Due to this we have no access to the kiln during the school holidays and to get my clay fix, I use air-drying clay. Obviously it's not quite the same as real clay but it has some great advantages- you don't need access to a kiln, the results can be achieved much quicker and it's great to use with children. Once it's completely dry, it can be painted with most types of paint, for example acrylic, enamel or emulsion- those little tester pots coming in very handy again.
If like me, you have a lot of friends who positively can not live without their daily cup of tea, here's a great little present you can make for them using air-drying clay.

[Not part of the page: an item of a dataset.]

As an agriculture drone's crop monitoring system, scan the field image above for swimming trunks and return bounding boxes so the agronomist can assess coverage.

You need air-drying clay of whichever brand you choose, there's quite a few available, here are two examples:
A cookie cutter in the shape of a teapot
A sharp or pointy implement
Something to roll the clay out, e.g a rolling pin (not used for food) or a chunky knitting needle
Possibly sandpaper/emery board
Mini letter stamps are great but optional
A small oval shape cutter is also very handy but not strictly necessary
Varnish if you desire a shiny finish (nail varnish or watered down PVA both work well)
Roll out a section of clay so it's evenly approximately 5mm (3/16") thick.
Use the teapot cutter to cut out as many teapots as you require.
Using either the letter stamps or your pointy tool write a tea related slogan into the pot.
For example "Time for a Cuppa" or "Stick the Kettle On". Alternatively if you have a steady hand to can paint this on afterwards or leave it plain even.
|Left teapot's slogan done by hand, right side using stamps|
Once you are happy it's nice and dry if the edges are a little rough, a gentle rub with sandpaper sorts smooths it out.
|Left teapot, edges are unsanded. Right teapot sanded|
If you're giving it as a gift a little personalised tag attached to the handle with a ribbon is a lovely finishing touch in my opinion.